For the time being, you can use Yammer as you did before, as a series of SharePoint add-ins. (Microsoft is also lowering pricing on standalone Yammer versions, of which there are now two: Yammer Basic and Yammer Enterprise.) But the firm will also be including Yammer Enterprise for free with SharePoint Online, and in the future it will integrate Yammer technologies into SharePoint Online/Office 365 using those services’ 90-day release cycle. In other words, if you use SharePoint as a service, it will come much more quickly.
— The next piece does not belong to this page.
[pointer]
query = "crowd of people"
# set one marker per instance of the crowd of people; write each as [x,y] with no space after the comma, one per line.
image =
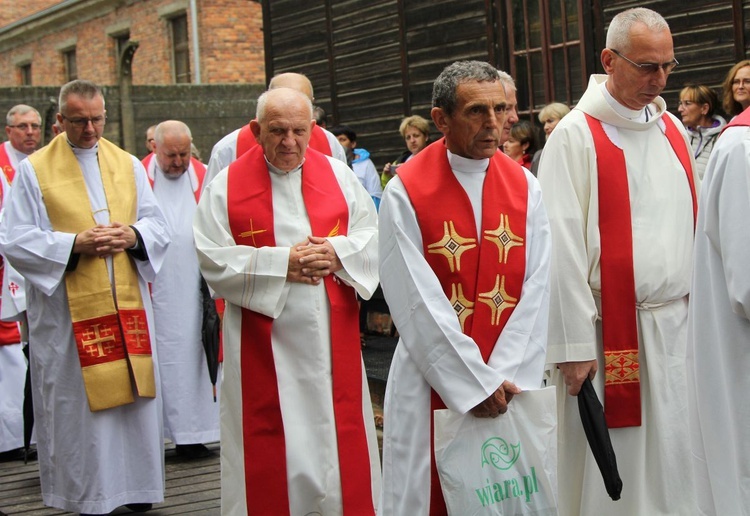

SharePoint is also going mobile. Although you can access SharePoint seamlessly today from the Office hub in Windows Phone 7.x and 8, Microsoft is releasing new native SharePoint apps for Windows 8/RT, Windows Phone, iOS, and Android devices, providing a consistent client experience across all of the major mobile platforms. Each app will work with both SharePoint 2013 and SharePoint Online.

Microsoft is also talking up a new cloud app model, which will provide the 700,000-strong SharePoint developer community with a new app model and availability through the new Office Store -- released with Office 2013 -- which now includes a SharePoint apps storefront. A new Visual Studio release, codenamed Napa, will help developers target Office and SharePoint 2013 apps.

As for other new features, there are a bunch of them. SharePoint 2013 features the gorgeous new Office 2013 UI. SharePoint Pro -- the new name for SharePoint Workspace -- lets users work offline with SharePoint-based content, and new clients for Windows (built into Office 2013) and mobile apps for Windows 8/RT and iOS will let users access that content on the go. New task management features integrate with the task management functionality in Outlook and Project. And FAST Search has been updated with faster and more relevant results and the ability to find people and documents, with recommendations, that are related to the current search.